Budget 2026 : le coût de l'alternant augmente
Le durcissement du marché est directement lié aux changements budgétaires. En 2025, la hausse du SMIC à 1 802 € a alourdi le coût de l'alternant. Le projet de loi de financement de la Sécurité sociale (PLFSS) pour 2026, présenté en octobre 2025, prévoyait de supprimer tous les allègements de cotisations sociales sur les rémunérations des apprentis.
Depuis le 1er juillet 2025, les entreprises doivent s'acquitter d'une contribution de 750 € pour chaque contrat d'apprentissage de niveau bac+3 et plus. Depuis mars 2025, la partie de la rémunération supérieure à 50 % du SMIC ne bénéficie plus de l'exonération de cotisations salariales.
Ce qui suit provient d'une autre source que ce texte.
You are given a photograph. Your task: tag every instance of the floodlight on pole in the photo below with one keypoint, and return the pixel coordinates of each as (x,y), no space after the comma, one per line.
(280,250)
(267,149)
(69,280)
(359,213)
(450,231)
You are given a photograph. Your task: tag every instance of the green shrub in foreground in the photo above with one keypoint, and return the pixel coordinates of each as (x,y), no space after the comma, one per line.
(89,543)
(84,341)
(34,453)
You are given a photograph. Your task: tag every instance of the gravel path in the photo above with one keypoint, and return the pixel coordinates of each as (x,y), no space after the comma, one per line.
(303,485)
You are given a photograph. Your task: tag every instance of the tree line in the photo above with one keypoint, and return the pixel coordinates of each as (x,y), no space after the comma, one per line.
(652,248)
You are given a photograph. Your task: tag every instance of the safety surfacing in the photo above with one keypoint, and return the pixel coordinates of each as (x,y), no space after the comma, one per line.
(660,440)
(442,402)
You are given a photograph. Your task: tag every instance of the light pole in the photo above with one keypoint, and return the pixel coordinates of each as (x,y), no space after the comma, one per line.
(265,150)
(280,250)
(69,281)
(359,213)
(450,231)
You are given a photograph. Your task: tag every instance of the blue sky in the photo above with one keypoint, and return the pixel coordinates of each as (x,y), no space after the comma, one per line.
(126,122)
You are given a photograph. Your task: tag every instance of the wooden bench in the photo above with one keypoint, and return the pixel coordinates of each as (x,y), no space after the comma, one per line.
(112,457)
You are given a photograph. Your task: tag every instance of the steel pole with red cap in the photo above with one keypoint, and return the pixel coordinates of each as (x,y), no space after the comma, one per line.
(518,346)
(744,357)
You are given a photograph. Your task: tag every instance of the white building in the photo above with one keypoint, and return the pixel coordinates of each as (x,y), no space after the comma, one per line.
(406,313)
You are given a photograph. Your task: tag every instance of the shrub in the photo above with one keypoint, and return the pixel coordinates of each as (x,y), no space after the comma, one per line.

Le PLFSS 2026 prévoyait d'étendre cette suppression à l'ensemble de la rémunération pour les contrats signés à partir du 1er janvier 2026. Un décret du 6 mars 2026 a fixé de nouveaux montants pour l'aide à l'embauche des apprentis pour les contrats conclus à partir du 8 mars 2026.

Ces mesures cumulées renchérissent le recrutement d'un alternant au moment où les entreprises cherchent à réduire leurs charges.
Le salaire des apprentis : ce que le vote du 7 novembre a changé
L'Assemblée nationale a rejeté le 7 novembre 2025 la suppression de l'exonération des cotisations sociales salariales pour les apprentis. Cette décision évite une baisse de salaire de 102 à 187 € par mois pour les nouveaux contrats. L'ANAF (association nationale des apprentis de France) avait lancé une pétition contre cette suppression, mesure qu'elle a qualifiée d'"inadmissible".
Le salaire des apprentis est donc préservé. Mais le coût global de l'alternant pour l'employeur a augmenté, ce qui suffit à expliquer la baisse des offres.
Où chercher : les pistes que les données dessinent
Malgré le recul général, certaines zones restent moins saturées. Sur 320 000 candidatures déposées au premier trimestre 2026 sur La bonne alternance, 84 % concernaient des postes en région parisienne. En Île-de-France, il y a deux candidatures pour une offre. En Auvergne-Rhône-Alpes, il y a une candidature pour trois offres. La bonne alternance a enregistré près de 6 000 offres déposées directement sur la plateforme au premier trimestre 2026, un volume quasi stable par rapport au premier trimestre 2025 (+1 %).
Les candidats qui élargissent leur recherche géographique et utilisent les plateformes spécialisées ont plus de chances de trouver un contrat.
Un enjeu pour l'enseignement supérieur
La baisse des contrats d'apprentissage a des conséquences sur l'enseignement supérieur. Selon l'IALPHA, depuis 2018, les apprentis représentent entre 57 et 80 % des effectifs des écoles concernées. La réduction des contrats fragilise le modèle économique de ces formations.
Ce durcissement du marché de l'alternance est un signal pour les étudiants et les écoles. Les données montrent où la concurrence est la plus forte et quelles mesures budgétaires pèsent sur les recrutements. L'évolution des aides publiques reste à suivre.